Born in 1986, Maryam Abedi grew up in Tehran, Iran. After graduating from University of Tehran (2010), She moved to New York to continue her studies at The Graduate School of Figurative Arts of New York (2012). Besides being an artist, Maryam Abedi pursued an MA in museum studies from Tehran University of Art (2019). Her work has been regularly exhibited in Iran, the United States and Europe, notably in Tehran, New York, Paris, Madrid and Leipzig.
Maryam Abedi's artworks:
Maryam Abedi’s work proceeds from various experiences of setting things side by side: arrays of canvas pieces; the tradition of figurative and abstract painting; “feminine” and “masculine”; artistic conventions; painting, sculpture, and installation art; and collage and assemblage.

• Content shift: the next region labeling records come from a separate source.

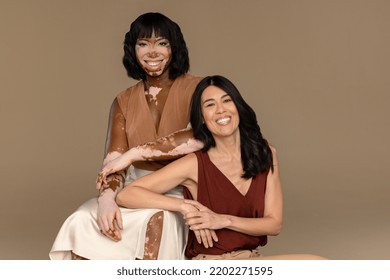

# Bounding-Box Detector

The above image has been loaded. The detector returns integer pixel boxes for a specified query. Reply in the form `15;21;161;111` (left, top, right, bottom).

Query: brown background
0;0;390;259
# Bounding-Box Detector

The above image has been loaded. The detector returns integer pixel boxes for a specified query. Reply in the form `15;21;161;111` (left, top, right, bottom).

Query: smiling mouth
145;60;162;67
216;117;230;124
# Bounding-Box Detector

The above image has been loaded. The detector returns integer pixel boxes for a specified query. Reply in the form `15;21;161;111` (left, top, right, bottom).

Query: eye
158;40;169;47
204;102;214;108
137;42;146;47
223;97;232;103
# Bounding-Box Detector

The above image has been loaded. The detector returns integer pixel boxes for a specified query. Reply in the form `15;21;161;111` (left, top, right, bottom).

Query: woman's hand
181;200;218;248
96;153;132;190
97;189;123;241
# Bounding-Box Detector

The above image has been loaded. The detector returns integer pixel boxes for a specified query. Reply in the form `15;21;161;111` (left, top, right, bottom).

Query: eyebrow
203;93;230;104
137;37;168;41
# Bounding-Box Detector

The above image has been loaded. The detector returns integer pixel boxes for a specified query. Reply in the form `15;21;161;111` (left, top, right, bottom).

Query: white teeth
217;118;230;124
147;61;160;66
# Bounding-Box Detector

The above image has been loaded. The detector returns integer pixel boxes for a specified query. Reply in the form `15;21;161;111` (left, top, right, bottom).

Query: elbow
268;221;282;236
115;191;126;207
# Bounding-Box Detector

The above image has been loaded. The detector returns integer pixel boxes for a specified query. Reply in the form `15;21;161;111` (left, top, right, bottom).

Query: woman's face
201;86;240;136
135;37;172;77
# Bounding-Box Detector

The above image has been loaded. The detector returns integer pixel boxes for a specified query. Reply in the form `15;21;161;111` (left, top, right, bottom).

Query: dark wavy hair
122;13;190;80
190;75;273;179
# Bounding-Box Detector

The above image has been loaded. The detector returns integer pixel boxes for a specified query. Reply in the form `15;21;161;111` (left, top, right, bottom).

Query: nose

Her personal style preserves and cherishes traditional achievements of painting, rendering them with reverent care and insight. Her allusion to the act of painting is also evident in her coloring technique: She supplements an abstract structure with textures and brush strokes of traditional figurative oil painting, thus bringing together painterly and minimal attitudes. The boundaries between categories of artistic conventions are blurred and discarded as a new approach emerges which is simultaneously modest and assertive. It evokes patchworks and suzanis on the one hand, and Baroque tones and hues on the other, thereby conjuring up humble needlework and grand historical art at the same time. All these can be placed together and produce novel patterns and significances by means of a method that seeks to provide ample opportunities to continue the ancient painting tradition through a reunion with another age-old tradition: carpet-making and its full internal vigor.
“In the Threads of Myths series, I explore the links between painting and environment it shares with visitors. The Threads of Myths. II attests to this idea by changing one of the painting’s expected parameters; it is no longer on the wall but on the floor. It is simultaneously object and painting. Like ancient architecture -as the title of the work implies- the role of painting and sculpture connected to it are blurred and interlaced with forms beyond what was expected of painting and sculpture.”